Kentucky School Advocate
By Brenna R. Kelly
With most K-12 school personnel fully vaccinated and coronavirus cases falling across the state, Kentucky public schools have begun to resume somewhat normal operations.
Masks, social distancing and handwashing will continue to be a part of this school year, but by March 17 all of Kentucky’s 171 school districts had resumed in-person classes. The final restart, in Jefferson County Schools, came one year and one day after Kentucky public schools first ceased in-person instruction due to the spreading coronavirus.
“It’s been a long journey getting our kids back in the classroom,” said Superintendent Marty Pollio said at the close of the first day back. “Today was very special, it gets emotional when you see kids walking into our school buildings. You could feel the excitement in every classroom you went in.”
While Jefferson County and a few other districts continued using a hybrid schedule through March, by the end of March, 155 of 171 Kentucky public districts were holding in-person instruction for all students four or five days a week. At least six more districts planned to resume that level of in-person instruction in early April after Spring Break.
In addition to falling cases, new guidelines from the Centers for Disease Control (CDC) that allowed fully vaccinated people to avoid quarantine if exposed to the virus, alleviate the fear that districts would have to close schools because too many staff were quarantined.
Grayson County Schools resumed five-day-a-week instruction for all students on March 22.
“It’s been a long road, but with a vastly improved community health climate, updated CDC reopening guidelines, and our second round of staff vaccines now completed, we’re looking at the hope of a somewhat more ‘normal’ school year moving forward,” Superintendent Doug Robinson said in a letter to parents before the restart.
Robinson noted that 6-feet of distance would be a challenge, but that the district would “strive for six feet of distancing to the greatest extent possible.”
Then just days before the Grayson and 16 other districts resumed in-person instruction for all students four or five days a week, the CDC relaxed its guidance to say that students could be spaced 3 feet apart in classrooms as long as masks are worn.
While many factors made it easier for schools to begin operating more normally, districts still faced challenges. Many districts across the state continue to face a shortage of bus drivers.“They’re almost like liquid gold,” said Robertson County Superintendent Sanford Holbrook, who is driving one of his district’s buses every day so that students could be in school four days a week. During his tenure as superintendent, Holbrook has served as a backup driver, but when one of the district’s drivers left and the district needed to add a route to reduce the number of students per bus, he got a promotion to full-time driver.
Every morning Holbrook starts his route at 6:30 a.m. and climbs on the bus again at 3:15 in the afternoon.
“I walk out of my office and go straight to the bus,” he said. “I usually wear a shirt and tie and sports jacket, the first day I drove I had on a three-piece suit and one of bus drivers said, ‘Mr. Holbrook, you’re showing us up, I don’t think these kids are used to having a driver with a three-piece suit on.’”

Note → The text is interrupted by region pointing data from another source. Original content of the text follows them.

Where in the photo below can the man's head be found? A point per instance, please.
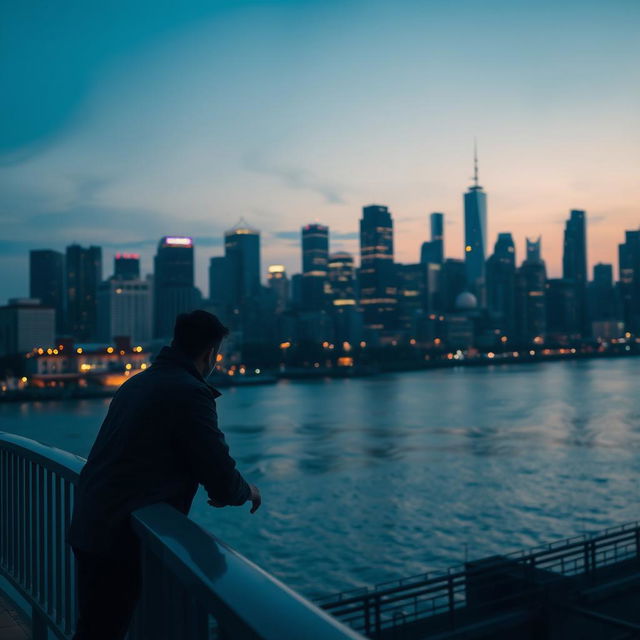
(198, 334)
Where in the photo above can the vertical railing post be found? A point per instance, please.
(377, 612)
(451, 602)
(38, 624)
(367, 615)
(585, 551)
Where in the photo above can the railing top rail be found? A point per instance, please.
(61, 462)
(553, 550)
(235, 586)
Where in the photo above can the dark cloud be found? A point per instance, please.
(296, 178)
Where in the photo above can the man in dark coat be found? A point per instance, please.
(159, 440)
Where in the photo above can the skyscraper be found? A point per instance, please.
(279, 283)
(378, 287)
(173, 284)
(342, 279)
(84, 274)
(433, 252)
(46, 281)
(531, 310)
(501, 271)
(124, 309)
(574, 264)
(242, 250)
(601, 294)
(126, 266)
(475, 236)
(219, 290)
(563, 324)
(315, 257)
(629, 286)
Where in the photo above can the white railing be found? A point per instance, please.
(193, 585)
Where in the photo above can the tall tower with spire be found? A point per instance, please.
(475, 235)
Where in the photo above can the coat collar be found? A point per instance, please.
(173, 355)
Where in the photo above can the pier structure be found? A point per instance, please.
(194, 586)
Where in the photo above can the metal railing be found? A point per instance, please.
(193, 585)
(392, 604)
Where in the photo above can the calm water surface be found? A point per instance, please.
(378, 478)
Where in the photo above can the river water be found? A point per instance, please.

Filling bus driver jobs wasn’t easy before the pandemic, but it’s even harder now, he said.
“It’s a little bit slower process now getting the kids in because you got to wait to check the temperature and you’ve got to organize the seats with a seating chart to know where everybody is,” he said. “So, it’s definitely a little bit tougher than it was before.”
Driving the bus is small price to pay for getting students in the classroom, Holbrook said.
“I want my kids back in school,” he said. “So, I told the board. If it takes me driving a bus to help us get back in, I’m willing to do it because I really think they need to be here.”